Su primer hijo, Manoranjan, murió a los nueve años, y cuando Baroda se enteraba de que algún muchacho había hecho un examen brillante, obtenido un buen empleo o escrito un buen libro, inmediatamente pensaba que de vivir su hijito hubiese hecho otro tanto.

Eso no obstante, después de la pérdida de su hijo, la señora Baroda se impuso la tarea de pregonar las virtudes de sus tres hijas. No despreció, pues, la oportunidad de informar a Binoy sobre lo estudiosas que eran, ni se calló cuanto las institutrices inglesas habían dicho de su inteligencia y de sus prendas morales. El día de fin de curso, en la Escuela de Señoritas, Labonya fue elegida entre todas para ofrecer las guirnaldas de flores al gobernador y a su esposa, y Binoy tuvo el privilegio de escuchar, palabra por palabra, la frase de agradecimiento con que la esposa del gobernador correspondió a la ofrenda de Labonya.

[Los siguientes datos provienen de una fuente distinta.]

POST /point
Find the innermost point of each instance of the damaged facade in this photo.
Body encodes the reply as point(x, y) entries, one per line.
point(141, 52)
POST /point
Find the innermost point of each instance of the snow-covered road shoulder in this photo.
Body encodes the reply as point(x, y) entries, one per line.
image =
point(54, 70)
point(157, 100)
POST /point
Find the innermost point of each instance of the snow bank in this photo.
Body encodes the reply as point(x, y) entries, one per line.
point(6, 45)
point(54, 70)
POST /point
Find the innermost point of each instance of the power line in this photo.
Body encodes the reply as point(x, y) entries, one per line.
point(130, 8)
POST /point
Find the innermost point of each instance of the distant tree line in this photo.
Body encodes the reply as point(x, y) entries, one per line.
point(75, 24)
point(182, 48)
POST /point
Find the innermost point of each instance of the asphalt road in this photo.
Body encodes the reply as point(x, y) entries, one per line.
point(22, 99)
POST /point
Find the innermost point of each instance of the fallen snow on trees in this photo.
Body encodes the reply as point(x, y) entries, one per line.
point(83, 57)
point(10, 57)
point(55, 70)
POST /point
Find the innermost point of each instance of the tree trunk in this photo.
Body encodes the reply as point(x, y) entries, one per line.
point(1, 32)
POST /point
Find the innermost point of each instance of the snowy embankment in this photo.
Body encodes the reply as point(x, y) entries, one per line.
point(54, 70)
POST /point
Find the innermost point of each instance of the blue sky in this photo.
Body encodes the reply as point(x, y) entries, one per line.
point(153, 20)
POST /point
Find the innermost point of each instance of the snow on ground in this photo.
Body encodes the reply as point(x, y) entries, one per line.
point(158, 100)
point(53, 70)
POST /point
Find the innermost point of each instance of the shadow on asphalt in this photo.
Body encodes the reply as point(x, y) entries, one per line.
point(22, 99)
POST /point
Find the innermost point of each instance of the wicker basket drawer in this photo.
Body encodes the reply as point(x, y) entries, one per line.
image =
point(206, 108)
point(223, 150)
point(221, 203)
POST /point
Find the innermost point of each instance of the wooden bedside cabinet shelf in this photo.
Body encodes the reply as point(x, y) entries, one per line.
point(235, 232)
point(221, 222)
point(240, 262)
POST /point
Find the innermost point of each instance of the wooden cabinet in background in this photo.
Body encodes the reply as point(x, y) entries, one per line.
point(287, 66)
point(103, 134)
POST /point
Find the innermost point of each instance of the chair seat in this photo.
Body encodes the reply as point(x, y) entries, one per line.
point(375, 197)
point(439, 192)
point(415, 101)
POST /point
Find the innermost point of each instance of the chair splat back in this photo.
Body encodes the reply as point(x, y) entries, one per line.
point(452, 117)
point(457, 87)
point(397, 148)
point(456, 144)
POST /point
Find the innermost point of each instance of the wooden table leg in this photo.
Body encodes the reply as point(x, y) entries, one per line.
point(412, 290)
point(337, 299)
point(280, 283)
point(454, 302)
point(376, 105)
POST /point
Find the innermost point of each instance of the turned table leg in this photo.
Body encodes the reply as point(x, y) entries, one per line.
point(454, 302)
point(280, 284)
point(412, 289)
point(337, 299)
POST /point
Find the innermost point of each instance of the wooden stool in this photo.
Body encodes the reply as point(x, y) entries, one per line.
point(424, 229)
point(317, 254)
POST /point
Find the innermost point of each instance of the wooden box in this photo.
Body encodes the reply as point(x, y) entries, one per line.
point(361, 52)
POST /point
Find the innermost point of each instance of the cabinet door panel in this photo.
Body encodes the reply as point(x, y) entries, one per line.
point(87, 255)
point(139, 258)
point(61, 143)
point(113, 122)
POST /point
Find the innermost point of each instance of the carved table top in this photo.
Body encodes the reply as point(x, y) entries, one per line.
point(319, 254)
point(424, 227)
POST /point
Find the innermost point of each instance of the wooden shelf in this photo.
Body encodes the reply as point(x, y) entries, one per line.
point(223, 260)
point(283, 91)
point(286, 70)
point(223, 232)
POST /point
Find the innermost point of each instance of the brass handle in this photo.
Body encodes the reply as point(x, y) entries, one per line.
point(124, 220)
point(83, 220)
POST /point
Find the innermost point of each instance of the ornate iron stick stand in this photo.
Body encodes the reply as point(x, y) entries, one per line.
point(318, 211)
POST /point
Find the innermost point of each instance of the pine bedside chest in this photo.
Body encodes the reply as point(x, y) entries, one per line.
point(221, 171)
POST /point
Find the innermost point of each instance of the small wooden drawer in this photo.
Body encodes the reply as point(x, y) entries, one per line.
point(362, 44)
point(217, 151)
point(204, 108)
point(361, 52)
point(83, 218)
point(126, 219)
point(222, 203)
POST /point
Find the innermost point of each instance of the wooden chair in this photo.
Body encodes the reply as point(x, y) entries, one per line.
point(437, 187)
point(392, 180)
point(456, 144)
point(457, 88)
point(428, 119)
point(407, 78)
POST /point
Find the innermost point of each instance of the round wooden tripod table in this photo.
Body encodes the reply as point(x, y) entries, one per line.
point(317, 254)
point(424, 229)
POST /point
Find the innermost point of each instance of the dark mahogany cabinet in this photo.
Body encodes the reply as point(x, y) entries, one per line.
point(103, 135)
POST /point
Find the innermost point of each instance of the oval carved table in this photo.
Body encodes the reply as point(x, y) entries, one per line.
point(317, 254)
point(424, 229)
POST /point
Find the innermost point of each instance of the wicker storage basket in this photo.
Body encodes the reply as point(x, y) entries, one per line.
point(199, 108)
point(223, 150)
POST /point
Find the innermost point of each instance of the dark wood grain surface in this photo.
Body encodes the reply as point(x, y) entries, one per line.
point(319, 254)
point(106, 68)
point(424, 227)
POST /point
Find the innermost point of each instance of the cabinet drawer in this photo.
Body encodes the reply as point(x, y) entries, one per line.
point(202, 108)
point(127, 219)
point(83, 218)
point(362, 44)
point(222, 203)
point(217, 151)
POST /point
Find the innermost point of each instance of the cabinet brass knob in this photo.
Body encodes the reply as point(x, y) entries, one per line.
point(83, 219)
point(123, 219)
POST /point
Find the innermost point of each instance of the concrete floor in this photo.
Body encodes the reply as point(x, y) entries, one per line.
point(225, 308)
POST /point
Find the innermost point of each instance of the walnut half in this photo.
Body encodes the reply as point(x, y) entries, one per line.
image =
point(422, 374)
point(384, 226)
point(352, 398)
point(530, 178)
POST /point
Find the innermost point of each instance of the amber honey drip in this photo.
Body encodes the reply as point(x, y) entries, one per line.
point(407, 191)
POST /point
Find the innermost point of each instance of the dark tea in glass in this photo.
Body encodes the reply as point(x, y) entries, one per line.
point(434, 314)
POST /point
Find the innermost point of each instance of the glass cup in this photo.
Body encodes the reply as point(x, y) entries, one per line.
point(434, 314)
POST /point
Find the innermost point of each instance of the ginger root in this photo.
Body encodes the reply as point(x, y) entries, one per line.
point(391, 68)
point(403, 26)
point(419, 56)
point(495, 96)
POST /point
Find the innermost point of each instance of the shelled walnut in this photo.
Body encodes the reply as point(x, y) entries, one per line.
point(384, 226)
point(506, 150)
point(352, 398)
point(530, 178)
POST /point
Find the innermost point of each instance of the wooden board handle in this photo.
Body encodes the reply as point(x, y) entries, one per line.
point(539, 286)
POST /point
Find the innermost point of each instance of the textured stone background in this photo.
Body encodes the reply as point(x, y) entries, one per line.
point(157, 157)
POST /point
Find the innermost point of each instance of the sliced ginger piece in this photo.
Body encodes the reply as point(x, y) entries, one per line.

Al fin, como colofón, Baroda dijo a su hija mayor:

—Tesoro, trae el bordado que te premiaron.

El bordado representaba un loro; era una obra de arte ejecutada en lana y bien conocida de las visitas de la casa. Había costado muchos meses de trabajo y esfuerzo, en especial a la institutriz de Labonya, por lo que la labor no reflejaba, precisamente, la habilidad de la muchacha; pero no había modo de evitar la ceremonia cada vez que iba a la casa una nueva visita.

Al principio, Paresh Babu protestaba, pero en vista de que sus quejas eran inútiles, acabó por no decir una palabra.

Mientras Binoy trataba de mostrarse cumplidamente admirado e impresionado por la obra de arte, entró el criado con una carta para Paresh Babu. Al leerla, el rostro del anciano se iluminó de placer.

—Haz subir al caballero —dijo al criado.

—¿Quién es? —preguntó la señora Baroda.

—El hijo de mi viejo amigo Krishnadayal, que viene a visitarme.

A Binoy le dio un vuelco el corazón. Palideció y apretó los puños, como aprestándose a defenderse de algún ataque. Estaba seguro de que las costumbres de aquella gente causarían a Gora pésima impresión, y que les juzgaría desfavorablemente, y Binoy se preparaba de antemano a servirles de paladín.